Jen (Clare Bowen) owns her own interior design business with her sister, Ali (Anna Van Hooft). However, business is not going well. The women enter a contest run by mega-influencers, Zoe (Lillian Doucet-Roche) and Charlie (Sebastian Stewart). They pretend that Jen is married to her friend, Max (Brant Daugherty), and they have a baby, who is really Ali’s baby. When they become finalists and the influencers come to visit them, everything begins to fall apart.
I was slightly relieved as soon as I realized that this movie wasn’t going to be about an app or a software developer. However, that relief was negated as soon as Jen opened her mouth. This seems to be another instance of women writers that hate women. Jen is constantly negative about everything. I get that she’s supposed to lack self-confidence and is constantly doubting herself but why would she open an interior design business? This is the personality of someone who needs a boss. Not someone who can run their own successful business. It’s probably the reason their business was failing in the first place and I don’t understand why anyone would continue to be around her.
In addition to the self-misery, Jen is also mean to a lot of the people around her. While her mother, Liz (Karen Kruper), is fairly self-centered, Jen is absolutely vile to her every chance she gets. Then there is Max. Jen expects him to put his career aside just to live near his friend. She doesn’t want to be romantic with him, she just doesn’t want him to leave her. I think I might hate Jen and, no, she isn’t worth the redemption arc.

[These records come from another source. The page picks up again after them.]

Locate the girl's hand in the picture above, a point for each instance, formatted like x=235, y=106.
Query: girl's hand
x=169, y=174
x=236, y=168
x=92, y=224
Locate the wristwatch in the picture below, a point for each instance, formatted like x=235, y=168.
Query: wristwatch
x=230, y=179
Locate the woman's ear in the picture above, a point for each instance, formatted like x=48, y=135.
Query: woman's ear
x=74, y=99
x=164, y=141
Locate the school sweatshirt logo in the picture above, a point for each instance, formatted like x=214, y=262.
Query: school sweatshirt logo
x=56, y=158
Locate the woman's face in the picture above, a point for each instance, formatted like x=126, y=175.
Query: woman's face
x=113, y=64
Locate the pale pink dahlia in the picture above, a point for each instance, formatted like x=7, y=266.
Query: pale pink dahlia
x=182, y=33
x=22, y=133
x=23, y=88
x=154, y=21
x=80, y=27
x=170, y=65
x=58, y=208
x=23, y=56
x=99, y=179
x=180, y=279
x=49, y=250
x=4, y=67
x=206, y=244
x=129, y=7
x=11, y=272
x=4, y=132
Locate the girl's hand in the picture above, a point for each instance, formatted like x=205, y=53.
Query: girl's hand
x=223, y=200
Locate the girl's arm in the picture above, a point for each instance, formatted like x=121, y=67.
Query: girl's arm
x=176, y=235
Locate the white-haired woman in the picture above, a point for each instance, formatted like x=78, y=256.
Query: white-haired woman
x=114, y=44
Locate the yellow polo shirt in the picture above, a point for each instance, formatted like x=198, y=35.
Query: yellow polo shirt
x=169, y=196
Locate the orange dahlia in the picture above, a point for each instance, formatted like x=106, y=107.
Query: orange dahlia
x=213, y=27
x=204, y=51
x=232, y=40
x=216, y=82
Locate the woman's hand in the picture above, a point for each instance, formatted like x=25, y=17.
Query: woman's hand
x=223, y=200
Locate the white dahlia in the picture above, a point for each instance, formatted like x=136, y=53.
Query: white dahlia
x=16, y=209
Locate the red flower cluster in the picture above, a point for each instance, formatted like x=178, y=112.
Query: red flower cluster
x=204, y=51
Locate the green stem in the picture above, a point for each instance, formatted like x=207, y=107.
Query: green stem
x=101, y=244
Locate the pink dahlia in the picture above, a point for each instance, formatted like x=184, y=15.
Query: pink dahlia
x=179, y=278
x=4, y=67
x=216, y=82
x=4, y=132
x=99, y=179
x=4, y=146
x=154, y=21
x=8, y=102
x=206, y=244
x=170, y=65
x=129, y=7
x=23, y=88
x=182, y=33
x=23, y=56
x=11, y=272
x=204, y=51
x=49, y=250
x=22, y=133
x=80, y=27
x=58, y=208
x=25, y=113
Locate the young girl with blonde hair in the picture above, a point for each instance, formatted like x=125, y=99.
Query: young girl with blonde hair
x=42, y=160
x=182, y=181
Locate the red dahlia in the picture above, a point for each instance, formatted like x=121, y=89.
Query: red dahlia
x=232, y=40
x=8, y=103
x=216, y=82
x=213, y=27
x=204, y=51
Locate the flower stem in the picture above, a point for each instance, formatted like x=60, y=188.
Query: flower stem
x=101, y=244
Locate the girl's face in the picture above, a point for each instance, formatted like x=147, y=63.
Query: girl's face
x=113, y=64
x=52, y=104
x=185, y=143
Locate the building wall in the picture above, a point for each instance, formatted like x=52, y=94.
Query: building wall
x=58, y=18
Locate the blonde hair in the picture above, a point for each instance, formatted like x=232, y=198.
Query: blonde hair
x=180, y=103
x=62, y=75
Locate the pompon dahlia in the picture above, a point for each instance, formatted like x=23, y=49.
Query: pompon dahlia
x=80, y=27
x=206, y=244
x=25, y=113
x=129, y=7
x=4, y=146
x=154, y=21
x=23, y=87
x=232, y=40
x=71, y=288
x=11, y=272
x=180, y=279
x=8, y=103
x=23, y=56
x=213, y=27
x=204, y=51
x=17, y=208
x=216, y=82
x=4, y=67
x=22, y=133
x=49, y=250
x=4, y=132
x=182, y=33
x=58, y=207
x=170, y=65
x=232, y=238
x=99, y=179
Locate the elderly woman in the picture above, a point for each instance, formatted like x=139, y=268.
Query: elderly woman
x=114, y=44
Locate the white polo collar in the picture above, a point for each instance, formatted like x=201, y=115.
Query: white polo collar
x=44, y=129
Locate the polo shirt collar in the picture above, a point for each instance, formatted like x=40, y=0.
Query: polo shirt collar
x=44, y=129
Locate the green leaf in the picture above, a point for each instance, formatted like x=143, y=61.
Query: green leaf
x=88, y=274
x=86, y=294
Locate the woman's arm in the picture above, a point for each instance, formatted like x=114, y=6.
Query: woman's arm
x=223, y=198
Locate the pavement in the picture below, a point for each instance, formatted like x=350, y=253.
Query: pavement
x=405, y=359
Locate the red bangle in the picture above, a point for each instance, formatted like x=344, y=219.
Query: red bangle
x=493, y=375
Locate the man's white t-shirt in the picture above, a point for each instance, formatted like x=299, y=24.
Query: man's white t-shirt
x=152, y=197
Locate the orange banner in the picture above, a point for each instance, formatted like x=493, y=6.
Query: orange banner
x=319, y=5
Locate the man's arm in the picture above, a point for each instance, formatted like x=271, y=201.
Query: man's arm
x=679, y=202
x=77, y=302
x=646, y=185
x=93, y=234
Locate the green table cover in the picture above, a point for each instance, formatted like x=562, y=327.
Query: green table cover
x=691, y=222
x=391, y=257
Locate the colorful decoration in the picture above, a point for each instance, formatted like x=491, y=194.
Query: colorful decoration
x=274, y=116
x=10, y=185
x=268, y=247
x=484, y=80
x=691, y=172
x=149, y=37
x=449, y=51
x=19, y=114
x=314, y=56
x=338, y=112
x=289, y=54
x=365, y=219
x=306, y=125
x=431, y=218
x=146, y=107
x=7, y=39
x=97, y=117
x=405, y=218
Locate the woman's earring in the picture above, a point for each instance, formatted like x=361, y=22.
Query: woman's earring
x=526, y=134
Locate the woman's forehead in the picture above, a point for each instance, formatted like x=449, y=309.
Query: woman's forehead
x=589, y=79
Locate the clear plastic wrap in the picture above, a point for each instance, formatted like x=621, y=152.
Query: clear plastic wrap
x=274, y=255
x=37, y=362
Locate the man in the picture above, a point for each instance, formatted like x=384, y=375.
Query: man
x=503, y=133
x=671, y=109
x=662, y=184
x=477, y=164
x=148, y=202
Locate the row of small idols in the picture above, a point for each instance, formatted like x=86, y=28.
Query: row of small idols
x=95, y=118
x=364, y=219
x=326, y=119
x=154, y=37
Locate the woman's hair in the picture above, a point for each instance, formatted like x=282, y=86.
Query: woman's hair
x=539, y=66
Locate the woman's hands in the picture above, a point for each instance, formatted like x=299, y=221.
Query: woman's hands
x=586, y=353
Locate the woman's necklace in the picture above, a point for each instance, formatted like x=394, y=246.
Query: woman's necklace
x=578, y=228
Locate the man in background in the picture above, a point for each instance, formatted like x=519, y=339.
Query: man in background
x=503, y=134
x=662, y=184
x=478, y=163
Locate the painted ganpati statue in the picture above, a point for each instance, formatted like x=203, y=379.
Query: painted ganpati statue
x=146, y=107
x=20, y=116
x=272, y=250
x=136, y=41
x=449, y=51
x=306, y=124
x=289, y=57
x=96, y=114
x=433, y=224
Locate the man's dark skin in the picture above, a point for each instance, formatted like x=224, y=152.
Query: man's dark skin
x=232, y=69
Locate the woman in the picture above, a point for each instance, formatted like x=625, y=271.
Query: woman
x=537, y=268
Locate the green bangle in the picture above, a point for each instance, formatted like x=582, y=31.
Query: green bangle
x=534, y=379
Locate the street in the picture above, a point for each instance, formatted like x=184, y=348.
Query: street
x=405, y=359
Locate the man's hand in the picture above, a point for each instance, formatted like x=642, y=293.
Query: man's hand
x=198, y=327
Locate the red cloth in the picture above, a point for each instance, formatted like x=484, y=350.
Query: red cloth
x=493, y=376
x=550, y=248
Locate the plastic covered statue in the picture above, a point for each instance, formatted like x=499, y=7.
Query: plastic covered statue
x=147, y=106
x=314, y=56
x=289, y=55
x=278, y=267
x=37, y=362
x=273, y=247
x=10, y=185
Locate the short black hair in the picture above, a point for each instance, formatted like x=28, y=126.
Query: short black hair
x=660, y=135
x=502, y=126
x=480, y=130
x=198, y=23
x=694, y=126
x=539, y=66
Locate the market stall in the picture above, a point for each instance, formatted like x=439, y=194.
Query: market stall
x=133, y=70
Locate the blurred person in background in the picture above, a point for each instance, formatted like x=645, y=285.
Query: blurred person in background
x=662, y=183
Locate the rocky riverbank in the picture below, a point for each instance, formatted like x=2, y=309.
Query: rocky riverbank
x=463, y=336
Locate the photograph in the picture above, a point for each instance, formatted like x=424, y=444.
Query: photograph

There isn’t a lot to make this movie worth watching. I enjoyed Van Hooft’s performance and Max tries his hardest to be the best character in the movie. In the end, I can’t recommend watching #Xmas. Maybe if the big redemption cycle started earlier in the movie so we could see her actually apologizing to everyone. (No, there are no apologies to be had.) But as it stands, it’s a movie about an awful woman being awful to everyone around her. I see enough of that in real life.